O LADO DE DENTRO DA VARANDA

Enquanto Ana ouvia blues em sua radiola de 1960 – uma verdadeira relíquia que ganhara de sua avó -, pensava no quanto a vida era cheia de nuances e contradições. Olhando atentamente de sua varanda, observou de um lado as paineiras bailando ao som do vento que as envolvia, despetalando e derrubando flor por flor de seus respectivos portos seguros, dando espaço para outras flores nascerem novamente, e de outro, o trânsito caótico e enlouquecedor onde era possível ver motoristas no auge da loucura ultrapassando, fechando ou buzinando para o outro com a finalidade de chegar aos seus respectivos destinos.

Sem dar direito a um descanso, a vida seguia seu curso, mostrando as proezas de cada cenário; nuns, encantando Ana, noutros, a surpreendendo com o seu caos.

Fitando o último cenário, não foi difícil para Ana recordar-se que por mais de três décadas fez parte dele onde a deixava extremamente estressada. Muitas vezes, o cansaço diário não estava nas tarefas que executava no seu trabalho, mas na dinâmica que era ter que enfrentar o trânsito por cem quilômetros diários. O esgotamento diário veio, o cansaço chegou e ela pôs fim naquele circuito que tanto a maltratava dia após dia.

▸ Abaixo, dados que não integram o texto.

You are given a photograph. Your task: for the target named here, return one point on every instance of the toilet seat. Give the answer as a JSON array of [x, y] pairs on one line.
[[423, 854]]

Deixando um pouco de lado aqueles pensamentos, ela se deu a oportunidade de enamorar o que lhe era reservado naquele momento e focou sua atenção nas paineira e seus pensamentos fluíram no momento prazeroso que estava vivendo naquele instante, dando-se conta de que nunca tinha olhado com tanto carinho para os momentos simples da vida e, sorrindo sozinha, ficou grata por poder contemplar uma cena que tranquilizava sua alma. Ali ela teve a oportunidade de ver a vida com mais leveza e seu olhar desabrochou para outros cenários que realmente tinham outra conotação: acordar às seis da manhã por ouvir um galo ou passarinhos cantando e não um despertador estridente; tomar um banho para ela e não pela obrigação de ir para algum lugar; se vestir para si mesma, não se importando mais em como que as pessoas iriam avaliar suas vestimentas; calçar algo confortável ou ficar descalça mesmo e não um sapato lindo que a incomodasse o dia inteiro; sentir que todos os dias era uma linda sexta-feira em que tudo ou nada poderia acontecer; a sensação única de não fazer nada quando ela poderia fazer tudo. Foram tantos ganhos simples que Ana conquistou, tão simples, mas tão singulares que nem mesmo ela acreditou que poderia um dia ver o mundo por aquele prisma.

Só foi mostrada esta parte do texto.